Applying function to columns of a Pandas DataFrame, conditional on data type
This comment is correct. This behaviour is by design. Pandas "applies" the type that is highest up in the type hierarchy for all dtypes given.
Consider applying the function to only "A",
df[['A']].apply(dtype_fn)
int64
A int64
dtype: object
And similarly, with only "A" and "B",
df[['A', 'B']].apply(dtype_fn)
float64
float64
A float64
B float64
dtype: object
Since you have multiple types, including string in your original DataFrame, the common type for them all is object
.
Now this explains the behaviour, but I still need to address the fix. Pandas offers a useful method: Series.infer_objects
which infers the dtype and performs a "soft conversion".

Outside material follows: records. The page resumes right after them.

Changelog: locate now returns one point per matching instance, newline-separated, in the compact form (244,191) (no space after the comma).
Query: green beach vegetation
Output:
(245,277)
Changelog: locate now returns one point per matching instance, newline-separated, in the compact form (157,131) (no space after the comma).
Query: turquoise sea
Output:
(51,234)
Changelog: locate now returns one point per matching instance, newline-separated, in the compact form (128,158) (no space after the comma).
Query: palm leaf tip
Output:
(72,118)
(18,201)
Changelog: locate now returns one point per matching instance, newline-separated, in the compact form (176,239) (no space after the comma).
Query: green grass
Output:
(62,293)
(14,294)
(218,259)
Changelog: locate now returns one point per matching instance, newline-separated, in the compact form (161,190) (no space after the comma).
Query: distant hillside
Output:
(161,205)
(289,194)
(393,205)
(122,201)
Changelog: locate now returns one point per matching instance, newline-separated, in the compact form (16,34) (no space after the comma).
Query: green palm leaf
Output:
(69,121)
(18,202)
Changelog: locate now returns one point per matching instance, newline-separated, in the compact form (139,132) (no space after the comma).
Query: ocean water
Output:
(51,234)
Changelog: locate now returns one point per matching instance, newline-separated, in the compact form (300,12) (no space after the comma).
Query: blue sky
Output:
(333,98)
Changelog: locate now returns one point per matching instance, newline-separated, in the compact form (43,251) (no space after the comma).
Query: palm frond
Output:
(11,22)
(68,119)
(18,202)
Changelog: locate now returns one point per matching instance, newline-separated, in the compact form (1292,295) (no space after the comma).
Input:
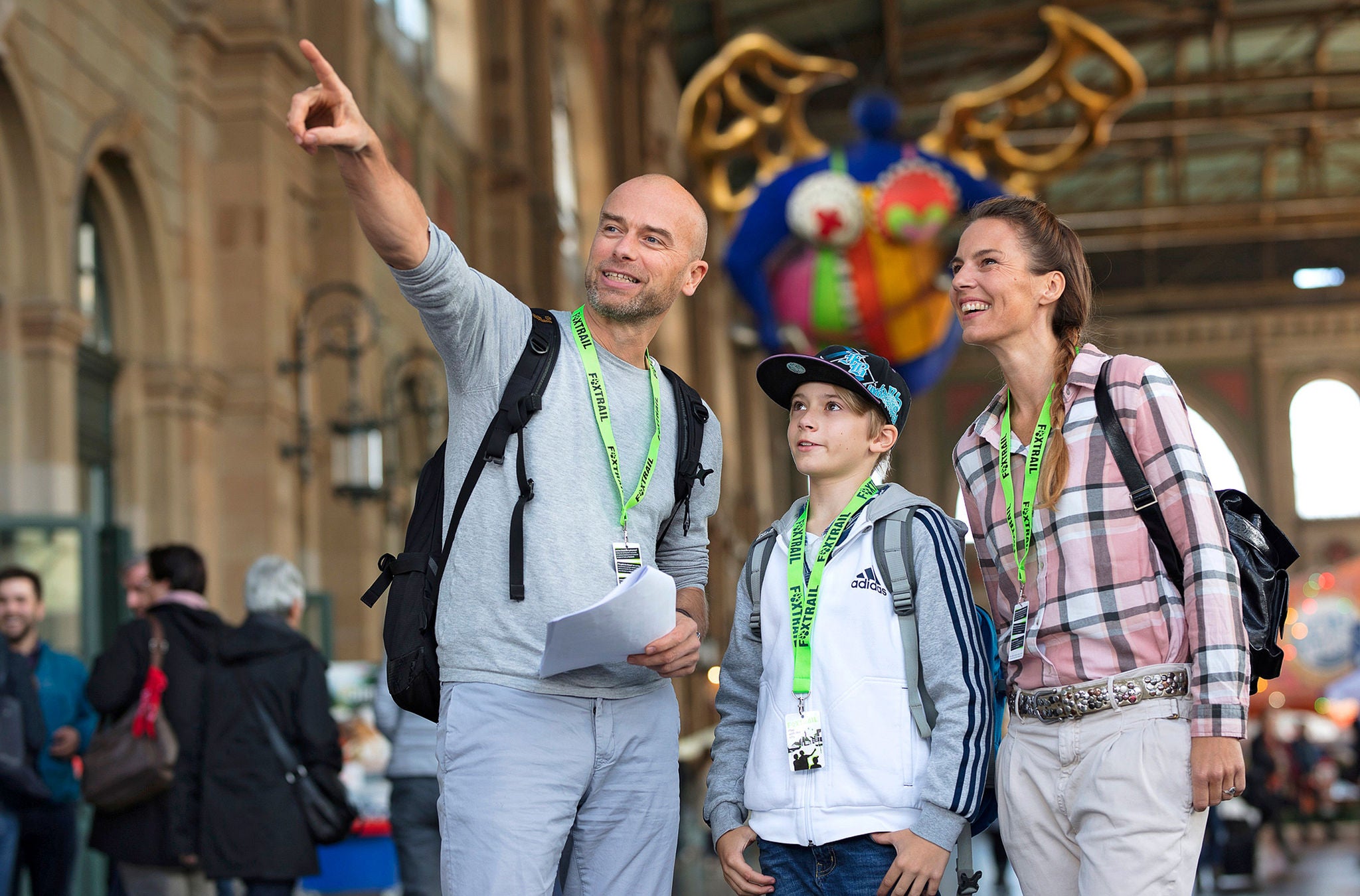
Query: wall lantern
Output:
(345,323)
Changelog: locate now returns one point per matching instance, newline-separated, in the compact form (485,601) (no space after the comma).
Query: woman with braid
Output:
(1126,691)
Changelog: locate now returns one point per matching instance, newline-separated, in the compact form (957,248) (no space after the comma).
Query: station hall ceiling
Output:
(1238,165)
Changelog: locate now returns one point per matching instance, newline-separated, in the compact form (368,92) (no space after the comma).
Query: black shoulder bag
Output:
(320,794)
(1261,550)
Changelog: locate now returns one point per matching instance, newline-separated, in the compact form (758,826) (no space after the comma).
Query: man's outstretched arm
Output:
(389,210)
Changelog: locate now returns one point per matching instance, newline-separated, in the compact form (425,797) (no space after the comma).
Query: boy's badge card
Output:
(1019,623)
(628,559)
(804,733)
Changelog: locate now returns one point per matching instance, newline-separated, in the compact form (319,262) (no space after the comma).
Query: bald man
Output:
(588,758)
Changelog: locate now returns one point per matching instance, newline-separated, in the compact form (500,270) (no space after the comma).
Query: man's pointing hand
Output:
(325,113)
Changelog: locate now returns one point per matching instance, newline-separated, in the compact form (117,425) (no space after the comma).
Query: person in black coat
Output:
(253,828)
(155,844)
(19,785)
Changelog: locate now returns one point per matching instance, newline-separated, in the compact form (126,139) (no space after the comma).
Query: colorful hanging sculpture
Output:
(841,245)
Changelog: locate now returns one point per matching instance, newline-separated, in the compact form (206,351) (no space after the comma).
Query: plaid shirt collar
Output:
(1086,372)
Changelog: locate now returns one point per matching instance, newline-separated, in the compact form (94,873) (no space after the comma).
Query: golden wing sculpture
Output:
(986,146)
(722,120)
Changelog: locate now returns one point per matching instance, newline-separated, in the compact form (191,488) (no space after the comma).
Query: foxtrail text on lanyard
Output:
(1042,431)
(803,593)
(600,402)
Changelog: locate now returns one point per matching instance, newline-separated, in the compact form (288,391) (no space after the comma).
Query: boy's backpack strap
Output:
(892,551)
(756,562)
(691,416)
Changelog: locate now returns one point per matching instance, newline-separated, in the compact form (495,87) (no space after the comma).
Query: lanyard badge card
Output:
(1030,487)
(803,729)
(628,555)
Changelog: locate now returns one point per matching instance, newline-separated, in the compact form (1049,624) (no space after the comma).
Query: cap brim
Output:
(780,382)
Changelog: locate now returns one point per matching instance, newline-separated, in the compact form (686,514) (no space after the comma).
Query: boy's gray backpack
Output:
(892,551)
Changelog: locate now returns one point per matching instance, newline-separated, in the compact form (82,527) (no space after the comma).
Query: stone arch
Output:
(25,252)
(1230,427)
(139,277)
(26,267)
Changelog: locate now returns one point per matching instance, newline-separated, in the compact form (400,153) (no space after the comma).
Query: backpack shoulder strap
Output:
(756,562)
(1144,499)
(691,416)
(520,402)
(894,554)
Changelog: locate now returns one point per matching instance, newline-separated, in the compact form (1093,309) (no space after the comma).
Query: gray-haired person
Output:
(415,790)
(252,826)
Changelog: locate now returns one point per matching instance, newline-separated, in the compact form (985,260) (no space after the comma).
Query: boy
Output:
(816,739)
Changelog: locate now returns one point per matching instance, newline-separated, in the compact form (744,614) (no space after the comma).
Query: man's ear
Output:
(695,277)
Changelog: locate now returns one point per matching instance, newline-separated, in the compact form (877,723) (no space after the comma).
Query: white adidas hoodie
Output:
(879,773)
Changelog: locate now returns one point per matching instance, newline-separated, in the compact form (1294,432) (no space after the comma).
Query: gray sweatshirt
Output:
(480,329)
(861,789)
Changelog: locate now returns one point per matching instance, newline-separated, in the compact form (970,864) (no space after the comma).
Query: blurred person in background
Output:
(415,790)
(253,828)
(1268,782)
(136,583)
(155,842)
(48,828)
(18,783)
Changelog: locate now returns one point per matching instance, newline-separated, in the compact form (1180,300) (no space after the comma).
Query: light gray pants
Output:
(1100,805)
(521,773)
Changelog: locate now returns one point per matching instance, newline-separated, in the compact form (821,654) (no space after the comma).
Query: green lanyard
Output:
(803,595)
(595,381)
(1031,478)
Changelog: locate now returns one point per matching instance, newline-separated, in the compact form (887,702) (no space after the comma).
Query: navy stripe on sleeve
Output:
(976,668)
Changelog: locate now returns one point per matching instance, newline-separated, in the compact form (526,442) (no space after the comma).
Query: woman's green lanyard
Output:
(803,595)
(595,381)
(1031,481)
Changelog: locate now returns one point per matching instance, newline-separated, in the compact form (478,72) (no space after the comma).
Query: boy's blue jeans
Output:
(853,866)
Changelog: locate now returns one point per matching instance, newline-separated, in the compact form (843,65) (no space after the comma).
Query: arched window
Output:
(1323,429)
(97,369)
(92,286)
(1217,457)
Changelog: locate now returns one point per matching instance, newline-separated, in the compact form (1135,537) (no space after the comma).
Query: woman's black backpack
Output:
(414,575)
(1262,551)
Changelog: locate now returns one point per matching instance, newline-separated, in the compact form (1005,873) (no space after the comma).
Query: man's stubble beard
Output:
(647,305)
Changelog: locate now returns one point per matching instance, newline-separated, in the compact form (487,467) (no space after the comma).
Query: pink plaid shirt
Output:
(1100,603)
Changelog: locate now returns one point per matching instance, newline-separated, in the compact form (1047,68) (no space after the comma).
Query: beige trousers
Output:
(1100,805)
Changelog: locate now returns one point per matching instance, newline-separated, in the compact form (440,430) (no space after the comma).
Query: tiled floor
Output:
(1323,869)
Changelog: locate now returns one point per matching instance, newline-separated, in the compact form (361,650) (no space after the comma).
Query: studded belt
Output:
(1074,701)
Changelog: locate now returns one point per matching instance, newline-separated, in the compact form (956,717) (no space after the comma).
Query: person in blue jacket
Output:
(48,830)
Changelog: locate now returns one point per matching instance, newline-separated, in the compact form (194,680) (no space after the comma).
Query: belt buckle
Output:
(1056,705)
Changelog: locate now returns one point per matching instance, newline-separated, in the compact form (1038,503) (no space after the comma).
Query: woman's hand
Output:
(918,868)
(1216,766)
(740,876)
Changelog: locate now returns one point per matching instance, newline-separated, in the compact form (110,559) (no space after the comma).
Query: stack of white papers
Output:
(624,623)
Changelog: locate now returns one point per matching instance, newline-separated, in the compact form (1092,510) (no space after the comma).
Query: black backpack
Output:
(414,575)
(1261,550)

If you really need the type in the function, you can perform a soft cast before calling dtype
. This produces the expected result:
def dtype_fn(the_col):
the_col = the_col.infer_objects()
print(the_col.dtype)
return(the_col.dtype)
df.apply(dtype_fn)
int64
float64
object
bool
A int64
B float64
C object
D bool
dtype: object
The actual input to your dtype_fn
is a Pandas Series object. You can access the underlying type by modifying your method slightly.
def dtype_fn(the_col):
print(the_col.values.dtype)
return(the_col.values.dtype)
For more info about why this is the case, you can have a look at this answer. There it says
This is not an error but is due to the numpy dtype representation: https://docs.scipy.org/doc/numpy/reference/arrays.scalars.html.